Повесть о настоящем человеке. Ночь. (2/2)

Рука взлетает ко рту прежде, чем Дин успевает осознать новый приказ. Он по очереди тщательно облизывает три пальца, не жалея слюны, потом засовывает в рот все три. Дин умный. Дин знает, где сейчас окажутся эти пальцы.

— Согни ноги в коленях.

Молчаливое деревянное «Да, сэр» как-то незаметно сменяется на «С радостью, сэр!»

Тело слушается Голоса по-прежнему, без участия мозга, но теперь в этом послушании присутствует твёрдая и спокойная уверенность в том, что всё будет хорошо.

Наказания не будет.

И брат от него не сбежит.

Даже если Дин накосячит.

Но Дин не накосячит.

Ради Сэма.

— Подушку под бедра, — щёлкает новый приказ. Голос всё более напряжён. Похоже, Сэму нравится то, что он видит. Это… льстит. Как ни странно. И ещё больше возбуждает, да.

— Растяни себя.

Ох.

Просто… ох.

Дин знает, как это делается, в его постели перебывали девушки со всеми возможными предпочтениями, но с ним такого ещё не делали. Скажи ему кто-то раньше, что у него будет секс с мужчиной, или что он сам будет себя растягивать — сломанной челюстью этот кто-то не отделался бы. Но сейчас… Не сказать, чтобы у него сейчас был выбор, но даже если бы был, он согласен. Это его Сэмми, и он может делать с Диновым телом всё, что пожелает. Сэм никогда не причинит ему вреда.

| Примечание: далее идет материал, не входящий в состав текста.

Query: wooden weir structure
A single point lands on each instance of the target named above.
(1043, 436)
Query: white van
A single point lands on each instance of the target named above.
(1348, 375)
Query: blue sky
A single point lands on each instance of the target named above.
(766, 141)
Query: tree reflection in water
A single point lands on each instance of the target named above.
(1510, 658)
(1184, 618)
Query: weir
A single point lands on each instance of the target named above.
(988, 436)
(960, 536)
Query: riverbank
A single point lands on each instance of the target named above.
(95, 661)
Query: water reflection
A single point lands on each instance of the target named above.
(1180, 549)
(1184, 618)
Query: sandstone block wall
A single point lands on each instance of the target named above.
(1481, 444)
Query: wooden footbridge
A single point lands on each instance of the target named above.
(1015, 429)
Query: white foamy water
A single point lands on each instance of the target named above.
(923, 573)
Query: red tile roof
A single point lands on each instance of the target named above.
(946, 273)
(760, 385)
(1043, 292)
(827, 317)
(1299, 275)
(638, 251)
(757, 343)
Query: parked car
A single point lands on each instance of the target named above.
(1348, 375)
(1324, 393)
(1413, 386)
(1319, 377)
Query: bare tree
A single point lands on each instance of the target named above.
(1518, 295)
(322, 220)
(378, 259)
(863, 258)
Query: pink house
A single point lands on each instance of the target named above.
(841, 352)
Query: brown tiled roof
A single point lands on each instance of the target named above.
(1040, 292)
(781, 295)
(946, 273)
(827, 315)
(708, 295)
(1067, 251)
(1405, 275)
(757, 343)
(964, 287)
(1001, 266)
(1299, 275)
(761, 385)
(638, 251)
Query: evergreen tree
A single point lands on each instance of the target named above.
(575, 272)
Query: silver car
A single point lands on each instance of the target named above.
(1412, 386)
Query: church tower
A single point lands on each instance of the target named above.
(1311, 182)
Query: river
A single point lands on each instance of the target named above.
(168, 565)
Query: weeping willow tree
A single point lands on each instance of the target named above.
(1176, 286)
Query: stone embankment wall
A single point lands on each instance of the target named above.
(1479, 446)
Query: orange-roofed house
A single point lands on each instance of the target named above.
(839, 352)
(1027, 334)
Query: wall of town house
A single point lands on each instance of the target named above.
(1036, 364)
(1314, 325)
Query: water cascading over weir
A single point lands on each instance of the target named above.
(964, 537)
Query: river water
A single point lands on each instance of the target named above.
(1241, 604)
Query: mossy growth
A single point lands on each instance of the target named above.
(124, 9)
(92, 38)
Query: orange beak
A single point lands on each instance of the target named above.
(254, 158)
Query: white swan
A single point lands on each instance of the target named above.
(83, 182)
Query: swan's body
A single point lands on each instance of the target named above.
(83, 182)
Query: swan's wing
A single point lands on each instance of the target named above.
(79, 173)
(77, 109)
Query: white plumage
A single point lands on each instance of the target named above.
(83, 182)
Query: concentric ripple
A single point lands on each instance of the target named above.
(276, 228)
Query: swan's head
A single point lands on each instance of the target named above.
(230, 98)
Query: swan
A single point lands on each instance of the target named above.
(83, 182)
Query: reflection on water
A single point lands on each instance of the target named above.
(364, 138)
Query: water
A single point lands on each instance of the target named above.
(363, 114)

Влажными пальцами Дин нащупывает плотно сжатое колечко мышц, массирует его, прислушиваясь к незнакомым ощущениям. Он оказывается не готов к тому, насколько яркими будут эти ощущения. Кажется, там собралась половина нервных окончаний всего тела. Вторая половина слегка подергивается, нависая над животом и требуя хоть какого-то внимания. Дин кусает губы, чтобы не застонать от того, насколько его члену сейчас требуется это внимание, и, чтобы немного отвлечься, на пробу толкается внутрь средним пальцем. Чуть неприятно, но вообще-то ничего особенного. Вводит до конца и тут же пытается добавить указательный палец. Стенки поддаются с трудом, но болезненных ощущений всё ещё нет, либо они перебиваются стоящим колом и ноющим членом. Вот там — уже почти больно, да. И Дин проталкивает до конца второй палец, слегка зашипев от неприятного чувства сухости — слюны явно недостаточно для гладкого скольжения. Тем не менее, пытается двигать пальцами, вынимая их до половины и снова толкая внутрь. Морщится. Смотрит на Сэма. Тот понимает его без слов и, пошарив в своей сумке, передаёт какую-то баночку. Конечно, у Сэма будет какой-нибудь крем. Это же Сэм.

Дин берет баночку свободной рукой и ждёт приказа. Больше он не накосячит. Не потому, что последует наказание, и не потому, что в него вбили это послушание, а потому что это его собственный выбор — быть сейчас для брата идеальным послушным маленьким солдатом.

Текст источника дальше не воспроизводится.